Attanasio firmly believes that the combination of winning and building a core group of players that fans could follow for more than just a handful of years has contributed greatly to the team’s ability to draw 3 million fans a year (or close to it) in the smallest market in baseball. Trading away stars, or even recognizable regulars, thus gives the Brewers owner pause. In a recent meeting with Melvin and assistant GM Gord Ash, Attanasio conveyed a clear message:
“We don’t have to do anything,” he said. “We’re in a good financial position. We have a lot of good players. We have no albatross contracts. What makes the job hard is that we actually have a lot of options.”
Melvin and Attanasio are on the same page in many respects. Both say that nothing has been settled and no decisions have been made, with Attanasio adding that he’ll wait for Melvin’s recommendation, then weigh in with his own ideas on how to proceed. Both men say they have no desire whatsoever to consider offers for Braun, despite all that’s swirling around him. Both acknowledge that waiting until the offseason to make significant deals might be the most prudent course of action. The Brewers could sacrifice some selling opportunities now, but it might be worth it for the sake of gaining more clarity on where the team stands by the winter, while also opening the bidding to 29 other teams, rather than simply those looking to buy at the deadline.

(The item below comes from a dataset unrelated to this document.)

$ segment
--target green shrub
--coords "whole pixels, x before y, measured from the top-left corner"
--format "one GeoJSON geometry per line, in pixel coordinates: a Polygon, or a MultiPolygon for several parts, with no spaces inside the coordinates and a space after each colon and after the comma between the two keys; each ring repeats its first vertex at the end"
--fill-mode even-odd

But behind the scenes, there’s anxiety, especially at the lower levels. A source close to the situation said some baseball ops people below the GM and assistant GM level have started preparing résumés, with one team confirming they’ve received one such résumé for a job posting they put out. The Brewers have called on a tech-savvy friend of Attanasio’s son to help build a new database, with rumors that the new system might be designed to be used by a new regime and a more quantitatively inclined general manager. Melvin is the sixth-longest-tenured GM in the majors, a smart and respected baseball man who’s quick to give others such as Zduriencik credit for Milwaukee’s recent turnaround, but who deserves his own fair share of credit. Many of his top lieutenants are also industry veterans who’ve been with the team for a while, through bad times, then good, and now bad again.